I cried three times when watching Silence at the Covent Garden Odeon. Which is surprising because it’s the least sentimental, most masculine movie you could imagine. It’s a model for the Church. This is how we should be.
It begins with Jesuit Fathers Rodrigues and Garppe landing in 17th-century Japan like our boys on D-Day. They’ve come to find Fr Cristóvão Ferreira, a priest who is rumoured to have apostasised in the face of the ruling elite’s war on Christianity. For decades the Japanese peasants have been practising their faith in secret; Rodrigues and Garppe are exhilarated by the passion they find. But they also discover that leadership in a time of oppression carries awesome responsibilities. The Japanese inquisitors kidnap the Christian peasants and force them to recant and betray the priests. Many refuse and are martyred. But Rodrigues is eventually caught and is posed an awful choice: renounce his faith or the killing will continue.

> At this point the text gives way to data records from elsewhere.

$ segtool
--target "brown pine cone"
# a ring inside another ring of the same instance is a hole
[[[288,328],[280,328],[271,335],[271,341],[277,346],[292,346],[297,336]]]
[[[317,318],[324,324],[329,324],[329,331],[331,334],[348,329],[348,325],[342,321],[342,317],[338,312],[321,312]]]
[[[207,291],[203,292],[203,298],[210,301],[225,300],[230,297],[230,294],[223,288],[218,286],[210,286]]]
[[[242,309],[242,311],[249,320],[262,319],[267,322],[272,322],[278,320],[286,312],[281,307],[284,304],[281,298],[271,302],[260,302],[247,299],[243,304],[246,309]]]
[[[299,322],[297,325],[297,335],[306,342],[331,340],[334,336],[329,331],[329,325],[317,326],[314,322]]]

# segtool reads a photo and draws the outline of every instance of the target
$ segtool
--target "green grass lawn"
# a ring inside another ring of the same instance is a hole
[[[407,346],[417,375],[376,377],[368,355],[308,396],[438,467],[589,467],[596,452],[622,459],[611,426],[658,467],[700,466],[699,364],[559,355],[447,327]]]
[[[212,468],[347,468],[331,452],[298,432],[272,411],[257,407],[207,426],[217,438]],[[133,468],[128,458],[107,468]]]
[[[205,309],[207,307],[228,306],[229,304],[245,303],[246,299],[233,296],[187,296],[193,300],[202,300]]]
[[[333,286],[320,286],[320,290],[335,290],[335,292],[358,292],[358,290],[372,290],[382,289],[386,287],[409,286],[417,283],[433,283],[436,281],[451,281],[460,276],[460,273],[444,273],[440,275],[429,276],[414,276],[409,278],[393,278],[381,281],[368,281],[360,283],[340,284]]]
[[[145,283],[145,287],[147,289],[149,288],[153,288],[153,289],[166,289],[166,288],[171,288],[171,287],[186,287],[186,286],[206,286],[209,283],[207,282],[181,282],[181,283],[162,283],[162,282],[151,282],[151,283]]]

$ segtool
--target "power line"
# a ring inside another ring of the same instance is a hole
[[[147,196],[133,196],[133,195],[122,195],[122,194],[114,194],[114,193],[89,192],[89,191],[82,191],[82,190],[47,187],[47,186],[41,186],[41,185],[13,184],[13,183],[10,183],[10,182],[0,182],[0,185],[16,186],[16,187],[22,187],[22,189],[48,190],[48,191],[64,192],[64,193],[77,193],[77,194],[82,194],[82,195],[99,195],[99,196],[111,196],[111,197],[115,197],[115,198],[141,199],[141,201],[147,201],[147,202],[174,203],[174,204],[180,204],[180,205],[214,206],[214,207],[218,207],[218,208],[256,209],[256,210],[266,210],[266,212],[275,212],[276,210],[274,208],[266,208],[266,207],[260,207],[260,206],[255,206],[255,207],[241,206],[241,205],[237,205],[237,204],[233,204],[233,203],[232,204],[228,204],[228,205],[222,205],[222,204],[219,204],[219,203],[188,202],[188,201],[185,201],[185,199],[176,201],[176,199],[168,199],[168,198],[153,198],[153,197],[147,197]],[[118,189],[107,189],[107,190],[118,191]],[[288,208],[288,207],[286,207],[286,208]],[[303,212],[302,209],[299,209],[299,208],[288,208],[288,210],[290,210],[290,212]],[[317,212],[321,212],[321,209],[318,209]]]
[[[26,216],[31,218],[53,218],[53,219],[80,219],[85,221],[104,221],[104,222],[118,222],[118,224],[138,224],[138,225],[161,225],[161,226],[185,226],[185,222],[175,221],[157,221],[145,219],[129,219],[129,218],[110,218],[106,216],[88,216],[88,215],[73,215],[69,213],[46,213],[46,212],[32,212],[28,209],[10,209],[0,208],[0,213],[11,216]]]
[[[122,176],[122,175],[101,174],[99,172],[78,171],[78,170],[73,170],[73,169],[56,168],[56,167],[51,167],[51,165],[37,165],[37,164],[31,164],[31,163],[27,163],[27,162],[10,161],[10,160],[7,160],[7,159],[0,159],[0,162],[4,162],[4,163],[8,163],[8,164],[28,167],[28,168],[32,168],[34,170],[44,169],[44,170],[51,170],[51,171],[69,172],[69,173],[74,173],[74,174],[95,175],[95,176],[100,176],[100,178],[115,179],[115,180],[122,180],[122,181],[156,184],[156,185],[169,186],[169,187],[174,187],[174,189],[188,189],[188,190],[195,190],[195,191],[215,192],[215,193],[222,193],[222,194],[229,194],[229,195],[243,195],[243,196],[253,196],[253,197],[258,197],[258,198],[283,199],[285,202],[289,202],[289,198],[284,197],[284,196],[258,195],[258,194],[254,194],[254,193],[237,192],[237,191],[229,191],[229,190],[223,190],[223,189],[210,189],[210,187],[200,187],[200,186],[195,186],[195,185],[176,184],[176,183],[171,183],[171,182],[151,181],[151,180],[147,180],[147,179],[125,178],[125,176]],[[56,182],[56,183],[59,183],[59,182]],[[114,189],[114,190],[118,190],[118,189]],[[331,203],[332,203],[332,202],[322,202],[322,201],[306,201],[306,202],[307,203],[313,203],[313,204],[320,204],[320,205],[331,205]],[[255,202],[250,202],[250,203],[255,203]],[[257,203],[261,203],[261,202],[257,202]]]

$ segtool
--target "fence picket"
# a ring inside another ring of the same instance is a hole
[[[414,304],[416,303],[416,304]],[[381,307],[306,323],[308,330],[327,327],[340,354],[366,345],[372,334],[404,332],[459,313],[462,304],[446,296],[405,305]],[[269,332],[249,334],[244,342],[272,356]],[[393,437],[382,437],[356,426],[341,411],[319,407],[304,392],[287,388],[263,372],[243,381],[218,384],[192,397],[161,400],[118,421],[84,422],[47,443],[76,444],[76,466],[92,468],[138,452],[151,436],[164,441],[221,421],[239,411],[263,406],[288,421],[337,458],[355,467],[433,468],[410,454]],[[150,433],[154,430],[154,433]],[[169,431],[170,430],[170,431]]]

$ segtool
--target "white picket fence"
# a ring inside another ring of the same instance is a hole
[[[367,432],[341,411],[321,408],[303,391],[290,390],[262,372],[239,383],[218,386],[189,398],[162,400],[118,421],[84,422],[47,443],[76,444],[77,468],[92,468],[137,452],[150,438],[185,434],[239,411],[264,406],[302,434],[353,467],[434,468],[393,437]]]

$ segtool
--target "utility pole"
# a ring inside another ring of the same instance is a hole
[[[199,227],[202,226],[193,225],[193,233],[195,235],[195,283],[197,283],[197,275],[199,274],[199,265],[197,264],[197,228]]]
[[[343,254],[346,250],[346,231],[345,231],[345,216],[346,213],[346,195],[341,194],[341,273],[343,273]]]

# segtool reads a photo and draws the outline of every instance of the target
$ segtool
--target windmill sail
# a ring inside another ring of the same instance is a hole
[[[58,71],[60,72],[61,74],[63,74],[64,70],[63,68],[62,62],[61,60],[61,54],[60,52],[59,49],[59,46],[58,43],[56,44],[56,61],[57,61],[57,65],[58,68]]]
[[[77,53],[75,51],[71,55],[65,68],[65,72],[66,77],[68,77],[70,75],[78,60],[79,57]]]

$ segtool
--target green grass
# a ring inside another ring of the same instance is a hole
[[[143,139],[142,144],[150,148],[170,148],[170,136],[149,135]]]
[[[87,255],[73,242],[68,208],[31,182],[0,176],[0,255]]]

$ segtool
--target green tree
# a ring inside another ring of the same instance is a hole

Rodrigues chooses life. By telling you that I’m not really giving away the ending – because his choice is hardly a surprising one (who wouldn’t want to save others?) and it is unclear that it’s final. You’ll have to see the movie to the bittersweet end to see what I mean. Nevertheless, an unlikely coalition of conservatives and liberals seem to think that Silence mocks martyrdom and the folly of blind faith, that it celebrates – in the words of Bishop Barron of Los Angeles – a contemporary Catholicism that is “utterly privatised, hidden away, harmless”. I suspect these people were watching the movie with their culture war specs on. They tend to make everything on the screen look like a comment on the present.
Silence is not set in America in 2017; it’s set in Japan in the 1600s. The choices facing Rodrigues do not compare to, say, a baker facing a fine for refusing to make a gay cake – they are a matter of life or death. And it’s not his own life he is invited to save, but those of his flock. At the critical moment of the movie, Rodrigues stands with his foot over an icon, poised to trample the face of his Saviour. His emotional pain is so intense that it has become physical. The dilemma is a crown of thorns. In the darkness, you could hear half the cinema willing him to stamp; the other half praying for strength. Suddenly, he hears the voice of Christ. It says: “Go ahead, step on me. I am here with you.” Jesus took nails and death on our behalf – he can suffer one more foot. In an act of faith, Rodrigues steps on the icon.
What would you have done? Me, I don’t know. Crucially, the film is full of people who do choose death. These scenes are among the most beautiful. We witness three Japanese peasants crucified at sea and left to drown. One of them survives for days. He sings Tantum Ergo.
What’s so striking about a movie that explores doubt is these extraordinary, straightforward displays of faith. A slight change in tone and Silence could either have been a satire on religion or a movie so desperately sincere that it would invite parody. Martin Scorsese, the director, uses naturalism instead. There are, as in most of our lives, no choruses of angels or divine interventions. Just silence. A silence from which the characters elicit confusion, fear, and eventually strength.
I’m surprised that the film hasn’t been accused of racism, for the Japanese authorities don’t come off well. On the other hand, they are the voice of realism. The inquisitor calls apostasy “a formality”; he’s sympathetic to his victims, he understands their difficulties. Interestingly, he doesn’t want martyrs. He has discovered that if you kill one Christian, a dozen more pop up in their place. It is more efficacious to discredit them than to slaughter them.
Silence portrays a Church in the midst of persecution which, dare I say it, seems so much more alive than our own. It is full of the “urgency of the Gospels”. Scorsese’s priests are not therapists here to make us feel better about ourselves. They are here to help save our souls. Fathers to the people, brothers to each other; but just men, not gods, full of terror and doubt. This is what I take Pope Francis to mean when he said he wanted a Church that was “bruised, hurting and dirty because it has been out on the streets”. I understand his frustration that we are sometimes too proper, even too silent. It’s a testament to our collective failures that one of the most profound pieces of Catholic art produced in recent years comes not from the Church but from our old enemy – Hollywood.